Although this study examined a wide breadth of courses offered at a major university in the United States, it is important to note some limitations. The courses outlined in this article are only some of those offered at many colleges and universities and while major courses in GE categories were included in this analysis, others were not. Those with incomplete information, or missing information, could not be included in this analysis. Furthermore, although the method and investigation outlined in this study suggest that grading is an accurate and helpful process, critics may disagree. Some may argue that faculty have an intuitive sense of grading and performance, which, although not within the scope of this study, may be a factor involved that is yet to be considered. In addition, courses were not specified based on faculty or instructor, and this may also limit the scope of information presented; if more experienced faculty were reflected in this study, it may imply grading experience plays a role in outcome evaluation. This would be beneficial for future research investigation.
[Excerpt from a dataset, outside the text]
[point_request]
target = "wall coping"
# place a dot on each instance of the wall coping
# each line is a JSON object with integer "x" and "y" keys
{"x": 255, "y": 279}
Although there is limited literature using MTMM in this area, this study seeks to offer additional evidence in support of the sparse available research published. This study offers an alternative method of MTMM application in the hope that more users will apply MTMM to investigate issues such as course grades in the future. The value of MTMM and the scope of this research go beyond examining courses in arts and sciences; future studies may wish to expand the body of research by applying MTMM, and the Direct Method as presented here, to other academic areas. Finally, it is recommended the reader consider the use of the MTMM Direct Method of analysis as proposed within this article; future use may confirm the utility of this method, and criticisms may offer integral suggestions for its future development. It is possible the use of this statistical method of investigation has broader applications than the examination of course grades and learning outcomes and can be applied in various settings and contexts.
Footnotes
Declaration of Conflicting Interests
The author(s) declared no potential conflicts of interest with respect to the research, authorship, and/or publication of this article.
Funding
The author(s) received no financial support for the research and/or authorship of this article.